Recommendation: Start with real business problems first. This is why BPM ( business process management) is the "killer app" for SOA. BPM solves several business problems by improving and automating business processes. It provides visibility into operational performance, enhances agility by allowing the business to change their processes dynamically without IT involvement, eliminates waste-thus reducing costs-and much more. Start by showing the business how SOA will solve real business problems first. Then address the technology issues.
2. They underestimate the impact of organizational change.
As with any transformational initiative, resistance to change is a project killer. SOA brings massive amounts of change to an organization, especially if the organization does not have a well established enterprise architecture in place. Fear of the unknown is the greatest contributor of resistance to change. People need to understand WIIFM (what's in it for me) and why changing their ways is good for both them and the company. The challenge is people at different levels within the organization are affected in different ways. Each level of the business has concerns which need to be addressed which must be solved at an individual basis.
Recommendation: Create an organizational change management (OCM) plan. I would go one step further and hire an external OCM expert to help the leadership team of the SOA initiative deal with change. I am a big fan of John Kotter's eight-step methodology.
3. They fail to secure strong executive sponsorship.
Without strong executive sponsorship, it is highly unlikely that your SOA initiative will accomplish its goals. SOA spans multiple departments, multiple systems, and is a major undertaking. You need a strong executive with clout to keep the initiative moving forward and break down the barriers along the way. But clout by itself is not enough. This person also needs to have enough time to focus on the SOA initiative to keep the sense of urgency at a high level.
Recommendation: If your SOA is aligned with key business drivers, the executive sponsor should be a high ranking business person who benefits substantially from the implementation. Let the business own and drive the portfolio of projects that drive the SOA road map. In technology companies, it is highly likely that the CEO, CIO, CTO or Chief Architect is the executive sponsor. Whoever you chose, this person must be able to move mountains and should have a proven track record of successful leadership.
4. They attempt to do SOA "on the cheap."
SOA is not something you buy, it is something you do. Some companies attempt SOA with limited budgets. In addition to all of the middleware that is required, there are huge investments in governance tools, training, consulting, infrastructure and security.
Managing SOA in a production environment is challenging because of its distributed and loosely coupled nature. Don't skimp on the lifecycle management tools or troubleshooting will be like trying to find a needle in a haystack. Some companies will try to take on SOA projects without any outside help to shave off the high cost of consultants. Unless you are loaded with people experienced in SOA, trying this without outside help in order to save money can be a recipe for disaster.

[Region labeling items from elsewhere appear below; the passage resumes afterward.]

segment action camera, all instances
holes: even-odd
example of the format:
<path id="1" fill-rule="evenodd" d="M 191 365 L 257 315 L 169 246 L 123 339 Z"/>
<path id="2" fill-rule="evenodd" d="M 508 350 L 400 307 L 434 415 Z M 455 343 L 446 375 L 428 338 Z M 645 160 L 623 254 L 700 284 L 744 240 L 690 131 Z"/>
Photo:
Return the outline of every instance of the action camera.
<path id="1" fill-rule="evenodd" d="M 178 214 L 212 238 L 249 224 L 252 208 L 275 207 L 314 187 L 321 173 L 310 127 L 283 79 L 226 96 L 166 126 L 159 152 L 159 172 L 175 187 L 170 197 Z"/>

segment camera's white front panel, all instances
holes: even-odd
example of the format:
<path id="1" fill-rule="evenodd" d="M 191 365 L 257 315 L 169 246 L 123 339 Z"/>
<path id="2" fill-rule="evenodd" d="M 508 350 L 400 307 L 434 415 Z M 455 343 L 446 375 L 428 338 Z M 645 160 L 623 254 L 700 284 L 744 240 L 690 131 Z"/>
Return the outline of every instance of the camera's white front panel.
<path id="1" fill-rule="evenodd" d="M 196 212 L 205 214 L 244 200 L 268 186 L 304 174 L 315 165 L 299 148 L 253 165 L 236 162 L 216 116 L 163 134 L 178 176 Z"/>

Recommendation: Create an SOA road map with a portfolio of projects and a vision of the long term benefits that SOA will bring to the company. Create the financial justification for the entire SOA initiative and show the ROI, NPV, IRR or whatever the most important financial indicators are for the company. If you build a good enough business case, there should be enough money to fund the initiative. Also, several great open source products are available that can greatly reduce the overall costs of your SOA implementation.
5. They lack the required skills to deliver SOA.
There are many specialized roles and skill sets required which probably do not exist within the organization. You need SOA architects, business process modelers, administrators of the tools within the stack, data architects and many other skills. These positions are not cheap. Trying to implement SOA without any SOA experience is a major mistake. SOA affects all IT departments including testing, infrastructure and security. This is much more complex then sending a few developers to a few training classes. Don't forget the business, either. The business needs training on process improvement and possibly even on the BPM tools as well.
Recommendation: Develop an extensive training and resource plan and include it as part of the initial request for funds when delivering the business case for SOA. Try to reduce the number of times you need to ask for money and get as much as you can up front. Otherwise, management may view the SOA initiative as an endless drain on capital.